In the past few days I've heard the same writing technique mentioned by three different writers so I thought I'd give it a go. I first read about it in Simon Whaley's blog post, Morning Pages. It's worth reading the post for a good explanation of what the technique is about. The second time I heard about it was when a reader mentioned it in a comment on my 'Why Writing Should Be Like Sex' post on The Romaniacs blog. Edith mentioned an excellent article she has read about the Morning Pages technique. Then, when I was at the Vintage Tea Party, author Vanessa Greene said it was a technique she used every day before she started writing.
So this morning (13/09), I had my first crack at it. I think the idea is you get rid of the things that are worrying you. You will be much better off looking at Simon's blog for the details of what you should do because my approach was slightly different, mostly because of the crazy, whacky dreams I have most nights. I'm so used to them on the whole I dismiss them. There is the odd occasion when I will wake up and think there's a story in that and I've gone on to write something based on my dreams. They've even gone on to win prizes!
It seems I shouldn't be so readily dismissive of these dreams so as my Morning Pages exercise I'm going to write them down. Here is this mornings example:
I'd had an operation on my finger. The scar was very neat and the finger was still healing and had no dressing on.

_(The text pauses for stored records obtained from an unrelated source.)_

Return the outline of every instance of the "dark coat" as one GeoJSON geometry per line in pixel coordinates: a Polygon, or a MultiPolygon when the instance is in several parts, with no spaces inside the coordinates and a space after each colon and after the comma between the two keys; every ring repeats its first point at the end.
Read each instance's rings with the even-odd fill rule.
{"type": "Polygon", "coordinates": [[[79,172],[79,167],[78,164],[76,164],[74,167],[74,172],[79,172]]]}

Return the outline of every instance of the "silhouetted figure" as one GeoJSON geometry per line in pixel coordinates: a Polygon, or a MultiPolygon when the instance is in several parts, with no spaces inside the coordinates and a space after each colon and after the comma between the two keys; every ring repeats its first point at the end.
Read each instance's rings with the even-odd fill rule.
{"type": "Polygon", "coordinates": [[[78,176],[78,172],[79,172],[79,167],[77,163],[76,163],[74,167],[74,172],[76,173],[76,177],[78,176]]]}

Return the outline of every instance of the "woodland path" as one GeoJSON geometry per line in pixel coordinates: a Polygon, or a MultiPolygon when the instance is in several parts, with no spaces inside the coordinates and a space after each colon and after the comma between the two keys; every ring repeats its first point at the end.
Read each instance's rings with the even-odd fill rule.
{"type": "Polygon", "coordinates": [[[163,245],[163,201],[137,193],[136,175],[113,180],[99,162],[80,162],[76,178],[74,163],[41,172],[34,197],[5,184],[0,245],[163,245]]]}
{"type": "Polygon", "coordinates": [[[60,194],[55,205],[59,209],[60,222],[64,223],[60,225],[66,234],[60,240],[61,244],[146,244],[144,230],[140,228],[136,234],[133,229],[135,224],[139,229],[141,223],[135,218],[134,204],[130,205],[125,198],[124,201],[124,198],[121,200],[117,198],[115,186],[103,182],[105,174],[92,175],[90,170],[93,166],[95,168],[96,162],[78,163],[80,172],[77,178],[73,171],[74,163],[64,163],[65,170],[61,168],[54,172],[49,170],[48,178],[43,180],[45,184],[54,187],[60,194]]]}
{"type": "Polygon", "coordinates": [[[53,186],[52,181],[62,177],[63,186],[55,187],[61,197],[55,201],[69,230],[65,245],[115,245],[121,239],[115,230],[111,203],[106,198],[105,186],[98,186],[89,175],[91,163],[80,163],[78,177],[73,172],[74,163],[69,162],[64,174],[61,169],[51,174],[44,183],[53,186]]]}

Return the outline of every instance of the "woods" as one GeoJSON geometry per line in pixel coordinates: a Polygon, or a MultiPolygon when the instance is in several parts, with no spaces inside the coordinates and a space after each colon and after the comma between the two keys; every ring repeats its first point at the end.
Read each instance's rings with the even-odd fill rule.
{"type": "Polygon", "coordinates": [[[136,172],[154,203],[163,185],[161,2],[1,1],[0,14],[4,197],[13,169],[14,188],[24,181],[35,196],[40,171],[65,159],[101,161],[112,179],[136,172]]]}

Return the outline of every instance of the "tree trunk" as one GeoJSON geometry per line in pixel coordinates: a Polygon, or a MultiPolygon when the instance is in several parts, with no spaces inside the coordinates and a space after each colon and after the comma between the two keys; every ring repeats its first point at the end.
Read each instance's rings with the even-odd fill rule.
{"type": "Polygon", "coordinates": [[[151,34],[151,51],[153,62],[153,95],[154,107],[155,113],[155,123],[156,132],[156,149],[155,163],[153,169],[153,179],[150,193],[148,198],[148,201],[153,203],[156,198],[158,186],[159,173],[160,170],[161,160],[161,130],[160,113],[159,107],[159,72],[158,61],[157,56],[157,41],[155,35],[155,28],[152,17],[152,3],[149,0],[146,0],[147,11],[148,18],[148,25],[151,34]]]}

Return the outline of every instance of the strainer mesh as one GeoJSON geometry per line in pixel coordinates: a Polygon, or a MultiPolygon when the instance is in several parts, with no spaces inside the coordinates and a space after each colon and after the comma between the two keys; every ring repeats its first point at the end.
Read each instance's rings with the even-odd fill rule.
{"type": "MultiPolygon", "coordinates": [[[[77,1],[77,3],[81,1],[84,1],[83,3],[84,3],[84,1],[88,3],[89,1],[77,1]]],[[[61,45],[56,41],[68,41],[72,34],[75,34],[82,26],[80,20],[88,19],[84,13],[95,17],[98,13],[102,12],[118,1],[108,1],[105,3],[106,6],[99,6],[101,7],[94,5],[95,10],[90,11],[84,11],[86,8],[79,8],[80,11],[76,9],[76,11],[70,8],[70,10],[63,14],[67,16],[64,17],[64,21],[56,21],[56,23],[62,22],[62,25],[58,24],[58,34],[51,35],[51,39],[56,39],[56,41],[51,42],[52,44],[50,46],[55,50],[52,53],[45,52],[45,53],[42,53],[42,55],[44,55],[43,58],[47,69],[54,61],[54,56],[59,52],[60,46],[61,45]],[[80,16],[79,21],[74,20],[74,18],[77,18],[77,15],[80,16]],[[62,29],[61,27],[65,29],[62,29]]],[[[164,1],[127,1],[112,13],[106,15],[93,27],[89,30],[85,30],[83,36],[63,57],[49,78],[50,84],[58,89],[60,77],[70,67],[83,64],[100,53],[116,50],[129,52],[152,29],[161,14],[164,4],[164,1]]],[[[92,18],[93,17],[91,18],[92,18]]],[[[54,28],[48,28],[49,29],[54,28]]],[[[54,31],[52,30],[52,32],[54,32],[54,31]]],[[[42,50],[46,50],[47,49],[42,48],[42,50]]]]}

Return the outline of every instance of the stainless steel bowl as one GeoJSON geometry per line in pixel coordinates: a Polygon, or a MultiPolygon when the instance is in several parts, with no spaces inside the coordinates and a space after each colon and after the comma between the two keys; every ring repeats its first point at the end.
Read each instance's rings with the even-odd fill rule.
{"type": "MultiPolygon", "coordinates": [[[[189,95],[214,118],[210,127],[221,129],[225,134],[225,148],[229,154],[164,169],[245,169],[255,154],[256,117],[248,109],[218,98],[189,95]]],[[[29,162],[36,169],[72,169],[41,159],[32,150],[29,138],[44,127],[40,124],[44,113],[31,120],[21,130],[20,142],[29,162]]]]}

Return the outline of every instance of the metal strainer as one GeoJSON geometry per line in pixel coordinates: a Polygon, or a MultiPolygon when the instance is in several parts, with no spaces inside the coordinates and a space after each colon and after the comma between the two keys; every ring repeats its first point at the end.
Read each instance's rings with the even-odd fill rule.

Back in my old house and my brother was being chauffeured to his job at great expense. It was £30,000 for a short period. It was a fancy car, no idea what, something like a phantom. When it arrived it could be split into two, so the chaffeur could wheel you from your door. This also worked as a bike so my brother started peddling and fiddling with some very high-tech gears and the chauffeur had to get into the second part of the car and chase him down the road.
In another house, I had to swap rooms for some reason. I was trying to find a cupboard to put my clothes into and every cupboard was full with random stuff (crafting material, baskets.) I then found another corridor like room. It was like a hall way, but in the centre of the house, no daylight and secret access to each room. It was white and each door had black letters telling you which room it led to. There were also cupboards in the corridor and I continued to look for somewhere to store my clothes. In each cupboard there were expensive items of furniture, like a chinese chest, but it had all been painted white.
Those are the three seperate dreams that I recall. They tend to be very cinematic with great detail, but if I ever wake up and explain them to my husband he looks at me like I've lost the plot! I can quite understand why. They are sometimes really hard to explain - a bit like the car splitting into two. In my dream I could see the mechanics of it so it makes perfect sense, but my explanation of it - not so much.
These dreams are all ones that I would dismiss. But I can already see there is potential for stories even if they are slightly removed from my normal genres. If I hadn't written them down this morning, I would have forgotten about these dreams within a few days, maybe even a few hours.
It'll be interesting to see if this technique works for me, even if it's not quite how it's meant to be used. There seems to be a lot of odd clutter in my brain.